親知らずを抜いて人体の神秘に思いを馳せた話。

エッセイ

 先日、親知らずの最後の一本を抜きました。

 私はもともと歯並びが悪く、小学校~高校くらいまで歯列矯正をしており、その過程で歯並びに悪影響を与える下の親知らずは高校生の時に2本とも抜歯していました。

 上の親知らずは生えてくるのが遅く、かつ歯並びへの影響が無かったため放置していました。しかし数年前から、歯の定期検診に行くたびに親知らずの抜歯を勧められるようになりました。噛み合う下の歯が無いため、ほかの歯よりも伸びている親知らず。「このまま伸び続けると下の歯茎に当たり痛みも出てくる」、「噛み合う歯が無いのだから生やしておく必要はなく、むしろ虫歯のリスクを抱えるだけだ」、「いつでもいいので抜きましょう」、と検診のたびに”親知らずの不要性”を諭され続けていました(必要性ではなくて不要性を諭されることって、滅多にないですよね)。ただ、まだ下の歯茎には到達しておらず、日常生活に悪影響も無かったため、<”抜歯の必要性”小なり”抜歯の怖さ”>の日々がしばらく続いていました。

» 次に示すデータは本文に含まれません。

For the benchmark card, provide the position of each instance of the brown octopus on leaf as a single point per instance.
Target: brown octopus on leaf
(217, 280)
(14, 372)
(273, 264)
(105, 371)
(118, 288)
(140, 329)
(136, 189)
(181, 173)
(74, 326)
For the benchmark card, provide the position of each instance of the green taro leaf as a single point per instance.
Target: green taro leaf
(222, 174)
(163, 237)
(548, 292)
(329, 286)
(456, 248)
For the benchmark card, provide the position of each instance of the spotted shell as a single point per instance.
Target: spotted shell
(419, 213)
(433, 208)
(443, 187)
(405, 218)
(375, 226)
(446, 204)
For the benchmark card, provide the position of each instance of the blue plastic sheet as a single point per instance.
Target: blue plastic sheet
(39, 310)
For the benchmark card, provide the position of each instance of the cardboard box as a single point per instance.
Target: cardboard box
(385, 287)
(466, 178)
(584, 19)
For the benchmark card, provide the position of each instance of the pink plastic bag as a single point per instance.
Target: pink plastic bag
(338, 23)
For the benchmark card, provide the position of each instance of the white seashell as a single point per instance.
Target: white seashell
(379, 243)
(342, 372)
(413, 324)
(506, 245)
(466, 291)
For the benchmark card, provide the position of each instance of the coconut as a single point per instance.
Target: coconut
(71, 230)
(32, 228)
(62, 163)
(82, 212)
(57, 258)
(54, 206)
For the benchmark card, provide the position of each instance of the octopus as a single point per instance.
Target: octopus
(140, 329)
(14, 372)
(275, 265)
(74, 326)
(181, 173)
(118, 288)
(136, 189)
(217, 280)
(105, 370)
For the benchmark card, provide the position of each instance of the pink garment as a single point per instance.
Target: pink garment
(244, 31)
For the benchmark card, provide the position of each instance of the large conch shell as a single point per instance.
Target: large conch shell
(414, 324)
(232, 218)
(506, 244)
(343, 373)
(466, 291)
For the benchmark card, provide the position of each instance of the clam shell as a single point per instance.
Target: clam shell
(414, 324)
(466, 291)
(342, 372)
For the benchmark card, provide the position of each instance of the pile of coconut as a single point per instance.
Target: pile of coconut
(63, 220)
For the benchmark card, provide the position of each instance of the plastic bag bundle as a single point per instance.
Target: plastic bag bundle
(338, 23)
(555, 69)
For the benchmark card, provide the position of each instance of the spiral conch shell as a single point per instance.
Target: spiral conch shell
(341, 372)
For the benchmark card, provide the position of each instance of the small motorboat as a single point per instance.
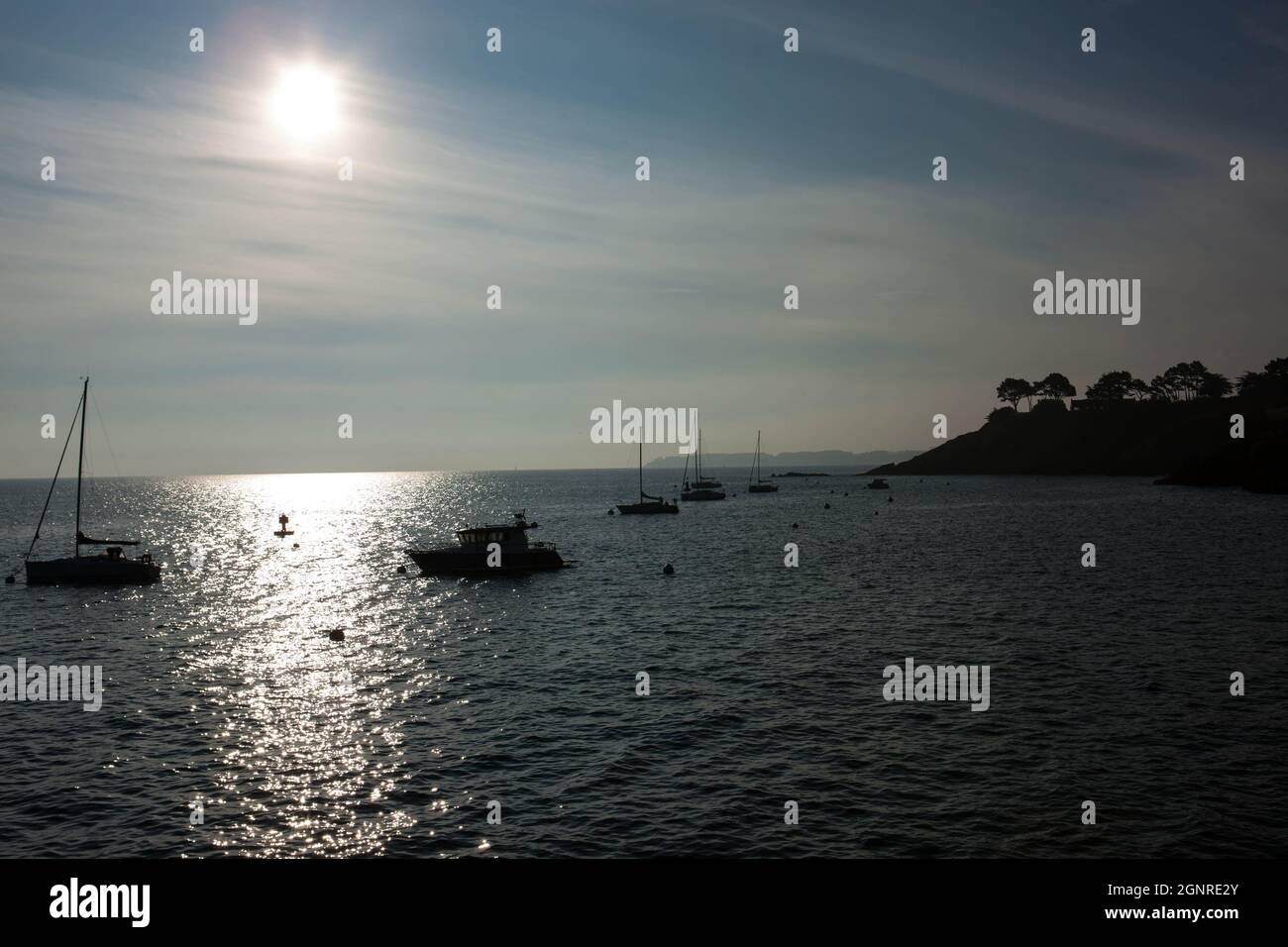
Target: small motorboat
(489, 551)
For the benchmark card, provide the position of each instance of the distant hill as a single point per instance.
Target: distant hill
(1188, 442)
(799, 460)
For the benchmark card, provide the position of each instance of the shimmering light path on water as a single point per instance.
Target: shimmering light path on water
(223, 686)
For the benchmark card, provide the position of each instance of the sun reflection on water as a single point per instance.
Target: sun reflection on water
(307, 753)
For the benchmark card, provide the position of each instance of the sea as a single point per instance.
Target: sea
(738, 707)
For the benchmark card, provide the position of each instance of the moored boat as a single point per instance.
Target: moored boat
(647, 504)
(755, 482)
(110, 567)
(700, 487)
(493, 549)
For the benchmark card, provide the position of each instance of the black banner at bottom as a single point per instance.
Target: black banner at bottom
(359, 895)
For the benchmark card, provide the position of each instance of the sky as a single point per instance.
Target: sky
(516, 169)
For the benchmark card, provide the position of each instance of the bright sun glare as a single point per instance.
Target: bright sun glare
(304, 103)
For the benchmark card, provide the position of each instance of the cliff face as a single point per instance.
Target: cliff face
(1189, 440)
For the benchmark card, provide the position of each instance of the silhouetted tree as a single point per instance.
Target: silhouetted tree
(1113, 385)
(1215, 385)
(1162, 388)
(1013, 389)
(1055, 385)
(1249, 381)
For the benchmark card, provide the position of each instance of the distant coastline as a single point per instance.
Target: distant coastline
(1183, 428)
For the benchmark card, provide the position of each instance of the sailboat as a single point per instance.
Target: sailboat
(111, 566)
(702, 487)
(647, 504)
(755, 482)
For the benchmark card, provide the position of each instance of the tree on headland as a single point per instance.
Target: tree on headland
(1055, 385)
(1013, 389)
(1269, 382)
(1113, 385)
(1215, 385)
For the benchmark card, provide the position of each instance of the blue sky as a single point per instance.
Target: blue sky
(516, 169)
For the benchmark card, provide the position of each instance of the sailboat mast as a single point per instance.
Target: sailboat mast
(80, 463)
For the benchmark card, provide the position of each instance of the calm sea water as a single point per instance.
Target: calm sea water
(223, 686)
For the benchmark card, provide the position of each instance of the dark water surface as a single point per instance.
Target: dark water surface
(222, 686)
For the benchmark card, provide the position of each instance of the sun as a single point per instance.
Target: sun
(305, 105)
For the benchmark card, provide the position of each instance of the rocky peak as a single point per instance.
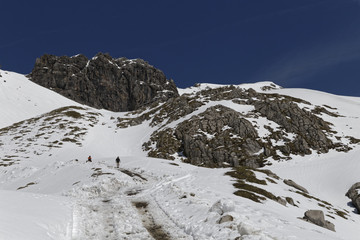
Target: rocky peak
(104, 82)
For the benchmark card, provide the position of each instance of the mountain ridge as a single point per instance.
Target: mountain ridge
(46, 153)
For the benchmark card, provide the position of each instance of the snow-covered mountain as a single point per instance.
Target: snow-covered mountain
(49, 191)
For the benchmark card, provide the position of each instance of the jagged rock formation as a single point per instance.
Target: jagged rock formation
(221, 126)
(354, 194)
(317, 217)
(103, 82)
(220, 136)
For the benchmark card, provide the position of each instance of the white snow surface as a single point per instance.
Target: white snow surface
(21, 99)
(55, 194)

 歯を抜くのって、怖いですよね。しかも私は歯列矯正の時にその痛みを知っている。高校生の時に下顎の親知らずを抜いたと先述しましたが、これがすごく大変だったのです。レントゲン撮影で歯列に影響を与えることが分かり、まだ顔を出していない親知らずを、歯肉を切開して抜いたのです。麻酔も強く、帰りのバスの中で気づかぬうちによだれが垂れていたくらいです。出血もしばらく続き、抜歯当日の夜は枕に血がついたくらいです。こんな経験をして、おいそれと抜歯できる人がいますでしょうか?不都合も無いのに?

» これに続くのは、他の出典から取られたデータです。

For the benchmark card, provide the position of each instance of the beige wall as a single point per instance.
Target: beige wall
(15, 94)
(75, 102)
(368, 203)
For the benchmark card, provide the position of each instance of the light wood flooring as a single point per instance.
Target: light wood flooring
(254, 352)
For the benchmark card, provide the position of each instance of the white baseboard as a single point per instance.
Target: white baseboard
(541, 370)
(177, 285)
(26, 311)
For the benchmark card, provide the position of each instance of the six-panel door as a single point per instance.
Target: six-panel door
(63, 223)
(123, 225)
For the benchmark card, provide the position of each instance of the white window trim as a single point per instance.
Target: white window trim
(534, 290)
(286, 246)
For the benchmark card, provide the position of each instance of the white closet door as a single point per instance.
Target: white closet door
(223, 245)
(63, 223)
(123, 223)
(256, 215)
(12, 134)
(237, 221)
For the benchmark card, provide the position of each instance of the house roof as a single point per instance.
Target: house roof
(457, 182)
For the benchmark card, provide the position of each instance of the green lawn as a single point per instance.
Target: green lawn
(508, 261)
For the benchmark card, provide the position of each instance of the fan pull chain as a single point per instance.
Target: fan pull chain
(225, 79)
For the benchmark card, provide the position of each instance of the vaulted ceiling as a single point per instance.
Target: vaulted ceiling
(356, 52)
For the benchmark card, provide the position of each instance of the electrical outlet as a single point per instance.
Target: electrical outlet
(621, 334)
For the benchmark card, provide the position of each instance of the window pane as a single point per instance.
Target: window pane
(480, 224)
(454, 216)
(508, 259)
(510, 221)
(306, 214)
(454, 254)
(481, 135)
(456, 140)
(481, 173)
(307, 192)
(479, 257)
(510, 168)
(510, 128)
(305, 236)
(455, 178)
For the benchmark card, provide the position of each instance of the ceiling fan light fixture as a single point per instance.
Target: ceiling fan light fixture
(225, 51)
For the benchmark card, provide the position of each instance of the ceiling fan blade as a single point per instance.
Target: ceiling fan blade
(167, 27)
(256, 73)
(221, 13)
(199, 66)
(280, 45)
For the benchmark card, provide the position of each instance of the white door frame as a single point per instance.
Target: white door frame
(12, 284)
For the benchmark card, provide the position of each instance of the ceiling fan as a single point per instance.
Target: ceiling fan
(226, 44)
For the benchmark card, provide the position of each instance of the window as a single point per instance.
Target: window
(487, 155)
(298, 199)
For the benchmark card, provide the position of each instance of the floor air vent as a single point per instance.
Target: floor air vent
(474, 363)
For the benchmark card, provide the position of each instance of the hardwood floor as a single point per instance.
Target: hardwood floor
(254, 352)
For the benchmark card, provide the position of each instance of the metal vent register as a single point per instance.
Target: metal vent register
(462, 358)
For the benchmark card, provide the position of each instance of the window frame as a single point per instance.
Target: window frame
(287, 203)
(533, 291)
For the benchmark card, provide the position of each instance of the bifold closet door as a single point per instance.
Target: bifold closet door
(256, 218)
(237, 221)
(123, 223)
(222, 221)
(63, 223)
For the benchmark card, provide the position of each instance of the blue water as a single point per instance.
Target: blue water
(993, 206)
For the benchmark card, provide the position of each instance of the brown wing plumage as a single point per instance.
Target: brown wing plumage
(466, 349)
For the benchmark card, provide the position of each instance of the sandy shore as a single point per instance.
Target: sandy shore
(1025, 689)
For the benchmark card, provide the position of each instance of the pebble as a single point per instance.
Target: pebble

 しかし、やってきてしまったのです。<”抜歯の必要性”大なり”抜歯の怖さ”>となってしまう事態が。そう、虫歯です。左上の親知らずが虫歯になってしまい、隣の歯との間であったため、虫歯が伝染してしまうかも(最悪、もう伝染しているかも)しれないというではありませんか!

 私の歯列矯正時代を知らない先生は、「上の親知らずなんて、全然痛くないから、すぐ終わっちゃうよ」とずっと言っていました。それでも決心がつかなかった私ですが、さすがに虫歯を放っておくことはできません。(実をいうと歯磨きの時とか虫歯のところ、ちょっと痛かったし…)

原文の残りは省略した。